La question qui taraude les dirigeants marseillais est simple mais brutale : comment reconstituer un bloc défensif solide quand l'homme qui en avait posé les fondations méthodologiques n'est plus là ? Pablo Longoria, le président de l'OM, va devoir répondre à cette équation dans l'urgence. Le marché de janvier approche, et l'instabilité sur le banc a des répercussions directes sur la valeur perçue des joueurs — et donc sur les négociations à venir.
Ce que l'affaire De Zerbi-Medina révèle aussi, c'est la fragilité structurelle d'un club comme l'OM face aux ruptures sportives majeures. Marseille a l'habitude des séismes — l'histoire du club est jalonnée de départs fracassants, de brouilles mémorables, de projets avortés. Mais là, quelque chose de différent transparaît. De Zerbi avait convaincu des joueurs de son projet, pas seulement de son autorité. Ce n'est pas anodin. La déception est d'autant plus grande quand on avait vraiment cru en quelque chose.
Du côté de Brighton, où De Zerbi avait passé deux saisons entre 2022 et 2024 avant de rejoindre la Méditerranée, on se souviendra longtemps de sa capacité à bâtir des collectifs soudés autour d'une idée de jeu forte. Les Seagulls avaient terminé sixièmes de Premier League sous sa direction — une performance historique pour le club du Sussex. L'OM pensait capter cette énergie, ce génie tactique. La greffe n'a pas tenu. Ou plutôt, elle a pris, puis on l'a arrachée trop tôt.

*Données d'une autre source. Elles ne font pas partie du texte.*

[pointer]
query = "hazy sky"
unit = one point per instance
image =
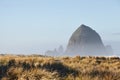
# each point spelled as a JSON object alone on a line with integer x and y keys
{"x": 34, "y": 26}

Facundo Medina, lui, doit maintenant faire le deuil d'un entraîneur qui l'avait transcendé, et trouver en lui les ressources pour performer sous une direction différente. C'est le lot du footballeur professionnel : s'adapter, toujours. Mais l'adaptation a un coût humain que les tableaux Excel des directions sportives ne calculent jamais vraiment. Et quand ce coût s'exprime publiquement, par la voix d'un joueur en colère, c'est que quelque chose a été mal géré quelque part.
L'OM version post-De Zerbi reste à écrire. Le projet de jeu, l'identité collective, la hiérarchie dans le vestiaire — tout est à reconstruire ou du moins à stabiliser. La saison de Ligue 1 ne s'arrête pas pendant les crises de gouvernance, et les concurrents, eux, ne font pas de cadeau. Si Marseille veut encore espérer accrocher une place européenne et préparer dignement son futur, il va falloir que les émotions cèdent rapidement la place aux solutions. La colère de Medina est compréhensible. Mais elle devra, tôt ou tard, se muer en énergie sur le terrain.